Senior Manager, Regulatory Affairs China-Cardiopulmonary

At Johnson & Johnson, we believe health is everything.

Our strength in healthcare innovation empowers us to build a world where complex diseases are prevented, treated, and cured, where treatments are smarter and less invasive, and solutions are personal. Through our expertise in Innovative Medicine and MedTech, we are uniquely positioned to innovate across the full spectrum of healthcare solutions today to deliver the breakthroughs of tomorrow, and profoundly impact health for humanity. Learn more at https://www.jnj.com

Job Function:
Regulatory Affairs Group

Job Sub Function:
Regulatory Affairs

Job Category:
Professional

All Job Posting Locations:
Beijing, China

Job Description:

Summary of Job Responsibilities


* Lead the development of regulatory strategies for Cardiopulmonary TA products, ensuring alignment with overall business objectives.


* Serve as the Regulatory lead to provide strategic regulatory input to China and global compound teams..


* Act as the RA representative to offer regulatory expertise to local and global teams to ensure compliance and strategic alignment.


* Responsible for the execution of CTA and NDA filings and approvals.

Lead the consultations with relevant Health Authorities and address any queries from Health Authorities promptly and effectively.


* Demonstrate keen awareness of Chinese regulatory policies and proactively integrate these insights into the regulatory strategy for applications.

Adapt strategies as needed to align with evolving regulations and guidelines.


* Establish and maintain strong relationships with regulatory authorities and key stakeholders within the local, regional, and global organization to facilitate effective communication and collaboration.


* Ensure that all regulatory activities are conducted with high quality and compliance.

 

Qualifications & Competencies



* Bachelor’s degree or higher in Chemistry, Pharmaceutics, Biology, or a related life-science discipline.

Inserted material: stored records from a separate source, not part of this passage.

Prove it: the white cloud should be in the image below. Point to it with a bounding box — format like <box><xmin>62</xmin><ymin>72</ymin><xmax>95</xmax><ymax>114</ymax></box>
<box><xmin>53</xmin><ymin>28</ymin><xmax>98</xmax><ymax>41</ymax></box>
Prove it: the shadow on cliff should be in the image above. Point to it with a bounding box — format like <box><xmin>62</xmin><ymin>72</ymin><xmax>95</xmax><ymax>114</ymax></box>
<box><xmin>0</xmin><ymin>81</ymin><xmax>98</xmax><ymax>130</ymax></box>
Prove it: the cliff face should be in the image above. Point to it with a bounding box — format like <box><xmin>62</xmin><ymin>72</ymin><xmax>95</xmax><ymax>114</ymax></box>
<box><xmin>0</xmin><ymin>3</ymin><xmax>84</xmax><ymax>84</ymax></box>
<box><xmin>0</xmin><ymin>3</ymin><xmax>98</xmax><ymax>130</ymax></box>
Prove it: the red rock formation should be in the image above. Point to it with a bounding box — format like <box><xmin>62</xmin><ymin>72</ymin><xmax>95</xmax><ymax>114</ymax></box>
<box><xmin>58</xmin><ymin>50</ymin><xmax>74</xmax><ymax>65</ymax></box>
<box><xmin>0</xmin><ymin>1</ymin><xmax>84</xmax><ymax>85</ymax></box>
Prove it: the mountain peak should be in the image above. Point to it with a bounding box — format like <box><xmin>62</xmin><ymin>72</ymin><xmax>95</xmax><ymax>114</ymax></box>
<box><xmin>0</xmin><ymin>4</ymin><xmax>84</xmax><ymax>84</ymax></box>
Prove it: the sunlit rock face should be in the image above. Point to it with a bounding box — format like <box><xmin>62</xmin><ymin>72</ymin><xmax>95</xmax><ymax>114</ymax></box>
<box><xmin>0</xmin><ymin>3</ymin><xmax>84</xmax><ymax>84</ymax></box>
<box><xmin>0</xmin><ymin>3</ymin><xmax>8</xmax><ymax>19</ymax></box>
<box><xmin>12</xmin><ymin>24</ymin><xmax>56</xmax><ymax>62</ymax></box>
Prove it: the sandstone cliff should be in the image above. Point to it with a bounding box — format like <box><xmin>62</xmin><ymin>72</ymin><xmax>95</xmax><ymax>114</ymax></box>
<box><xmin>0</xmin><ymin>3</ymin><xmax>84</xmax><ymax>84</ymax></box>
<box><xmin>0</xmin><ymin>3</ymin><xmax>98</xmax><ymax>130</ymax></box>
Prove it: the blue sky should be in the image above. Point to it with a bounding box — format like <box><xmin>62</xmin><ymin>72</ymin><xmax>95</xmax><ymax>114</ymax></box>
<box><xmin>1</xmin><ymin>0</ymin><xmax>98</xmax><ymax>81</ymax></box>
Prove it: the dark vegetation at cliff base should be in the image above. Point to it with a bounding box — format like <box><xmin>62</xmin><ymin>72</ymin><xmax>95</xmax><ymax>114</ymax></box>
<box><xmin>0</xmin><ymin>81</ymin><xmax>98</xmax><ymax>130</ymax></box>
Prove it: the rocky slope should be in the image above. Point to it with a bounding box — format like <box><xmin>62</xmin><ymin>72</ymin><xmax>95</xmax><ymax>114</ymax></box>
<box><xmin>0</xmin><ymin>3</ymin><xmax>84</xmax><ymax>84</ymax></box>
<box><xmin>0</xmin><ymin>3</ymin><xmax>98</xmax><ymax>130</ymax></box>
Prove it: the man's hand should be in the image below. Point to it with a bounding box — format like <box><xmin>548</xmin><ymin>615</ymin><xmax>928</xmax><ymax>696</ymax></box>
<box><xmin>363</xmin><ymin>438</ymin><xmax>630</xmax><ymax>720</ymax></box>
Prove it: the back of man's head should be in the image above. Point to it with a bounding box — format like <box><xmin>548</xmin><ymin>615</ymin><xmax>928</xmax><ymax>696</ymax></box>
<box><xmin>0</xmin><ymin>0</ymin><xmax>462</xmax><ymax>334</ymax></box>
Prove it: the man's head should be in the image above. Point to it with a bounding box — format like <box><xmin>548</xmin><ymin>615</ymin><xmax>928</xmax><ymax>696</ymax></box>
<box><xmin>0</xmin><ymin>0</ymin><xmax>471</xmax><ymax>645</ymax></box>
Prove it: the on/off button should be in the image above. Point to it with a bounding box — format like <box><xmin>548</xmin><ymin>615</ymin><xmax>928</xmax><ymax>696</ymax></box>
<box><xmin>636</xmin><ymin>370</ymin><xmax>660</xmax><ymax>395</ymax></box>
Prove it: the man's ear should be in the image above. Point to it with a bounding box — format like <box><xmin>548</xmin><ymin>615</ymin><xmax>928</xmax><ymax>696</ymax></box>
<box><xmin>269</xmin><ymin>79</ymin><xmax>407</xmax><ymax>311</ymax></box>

* A minimum of 8 years of regulatory affairs experience within a multinational pharmaceutical company, specifically with expertise in initial New Drug Application (NDA) submissions.


* Strong lobbying and negotiation skills, paired with excellent leadership qualities and a team-oriented spirit.

Highly adaptable with a strong ability to learn and thrive under pressure.


* Exceptional verbal and written English communication skills, with the ability to convey complex regulatory information clearly to diverse audiences.


* Proficient in slide preparation with strong presentation skills.